“When I was little, I clearly remember reading an article on carbon nanotubes in a kids’ science magazine. And that’s what I ended up doing my thesis on!” Christophe Galland, who’s now specialized in optical spectroscopy and quantum optics, can’t pinpoint exactly when science became part of his life, although he’s always been a bit of a math geek. “I think my teachers really had a decisive influence later on,” says Galland. “I had a physics teacher who was really good at explaining the link between equations and daily phenomena.” In the battle between math and physics, physics came out on top – it’s more concrete and more tangible.

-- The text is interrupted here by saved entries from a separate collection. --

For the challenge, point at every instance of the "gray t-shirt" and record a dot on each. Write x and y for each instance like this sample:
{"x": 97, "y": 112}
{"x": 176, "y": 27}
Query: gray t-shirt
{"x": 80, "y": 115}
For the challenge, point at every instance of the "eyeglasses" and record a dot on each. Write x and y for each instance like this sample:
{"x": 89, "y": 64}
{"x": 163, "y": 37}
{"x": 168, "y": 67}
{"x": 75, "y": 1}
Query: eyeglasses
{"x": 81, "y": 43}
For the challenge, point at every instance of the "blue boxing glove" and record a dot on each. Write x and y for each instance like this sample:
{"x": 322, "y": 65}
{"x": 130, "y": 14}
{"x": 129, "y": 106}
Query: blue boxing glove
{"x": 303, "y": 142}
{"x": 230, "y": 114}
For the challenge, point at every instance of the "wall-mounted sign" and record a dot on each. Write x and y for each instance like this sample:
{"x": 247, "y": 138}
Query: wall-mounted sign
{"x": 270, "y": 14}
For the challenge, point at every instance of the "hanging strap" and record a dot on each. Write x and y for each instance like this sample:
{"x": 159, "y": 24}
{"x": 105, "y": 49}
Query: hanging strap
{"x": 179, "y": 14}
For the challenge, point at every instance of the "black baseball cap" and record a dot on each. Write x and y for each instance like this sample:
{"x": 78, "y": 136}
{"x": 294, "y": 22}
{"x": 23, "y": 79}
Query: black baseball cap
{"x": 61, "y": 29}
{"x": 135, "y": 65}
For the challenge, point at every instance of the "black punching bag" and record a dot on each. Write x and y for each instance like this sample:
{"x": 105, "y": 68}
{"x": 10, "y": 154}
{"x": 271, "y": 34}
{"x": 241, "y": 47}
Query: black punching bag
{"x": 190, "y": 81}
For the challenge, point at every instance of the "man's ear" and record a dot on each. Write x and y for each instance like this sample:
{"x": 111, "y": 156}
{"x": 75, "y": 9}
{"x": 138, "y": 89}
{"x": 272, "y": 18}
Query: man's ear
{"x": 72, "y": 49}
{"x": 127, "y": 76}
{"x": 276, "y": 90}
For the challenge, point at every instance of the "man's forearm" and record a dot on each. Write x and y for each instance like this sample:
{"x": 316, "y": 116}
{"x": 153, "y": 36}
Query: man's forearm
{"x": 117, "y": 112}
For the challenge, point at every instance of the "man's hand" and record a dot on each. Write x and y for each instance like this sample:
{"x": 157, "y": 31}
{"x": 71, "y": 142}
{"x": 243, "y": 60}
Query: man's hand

So it wasn’t fate that got him where he is, although there were times as a student when he wasn’t sure where his path would take him. After studying at the Ecole Polytechnique in Paris, he learned about the realities of working in a lab when he joined ETH in Zurich for his thesis in quantum optics. “When I completed my thesis, I thought about leaving research to focus on teaching.” But what really fascinated him was the dual role of the professors who trained him: “They were world-renowned researchers and also very good teachers and instructors.”
Life in the academic world
Researchers commonly spend some time abroad developing their career – and Galland was keen on delving deeper into his field – so as a post-doc he headed to the Los Alamos National Lab and then the University of Delaware.
He landed at EPFL in 2013, thanks to an Ambizione grant from the Swiss National Science Foundation. He’s been running EPFL’s Laboratory of Quantum and Nano-Optics since 2017. With his ten-strong team, he continues to seek out the secrets that can be revealed by light.
A pinch of philosophy
When you ask Galland whether he knew as a student how his career would play out, it becomes clear that he’s simply guided by his passion. “There are so many uncertainties in an academic career that I just took things one step at a time,” he says. “Even now, I don’t know what will be my position in two years’ time. If you work hard, doors open for you, but you have to be ready to seize opportunities that weren’t necessarily part of your plan.”
The lab work is also unpredictable on a daily basis. Each experiment brings its own surprises. And he’s constantly challenging himself. “In quantum physics, we’re dealing with really counter-intuitive phenomena,” explains Galland. “We have to ask ourselves quite philosophical questions when we’re interpreting some of our results.”
And what’s more philosophical than light, a word that can be interpreted in so many ways? This budding philosopher’s lab is filled with lasers, home-built microscopes and single-photon counters for studying the interaction between light and matter. Applying a range of optical techniques, Galland and his colleagues use it to detect and measure molecule vibrations and other phenomena taking place at the atomic level.
A thirst for knowledge
“My work makes me even more curious,” says Galland. “It makes me want to explain things and be as rational as possible.” He’s honest with himself and recognizes that he finds it hard to draw a line between his professional and private life, although he does enjoy hiking, cycling and playing the piano. “I’m always thinking about work to some extent,” he says. “My wife’s a medical doctor, and she’s continued to do research after her PhD, so we talk a lot about our day-to-day professional experiences. That helps me a lot, especially on the human side of things, because doctors and academics don’t think and act in the same way.”
For Galland, research isn’t just about deciphering the world around us and driving innovation. More than anything, it’s a training tool: “I think that the greatest impact of research on society is that we’re passing on our passion and our knowledge to our Bachelor’s, Master’s and PhD students.” For now, Galland is happy to keep probing the laws of quantum mechanics and nanomaterials at EPFL.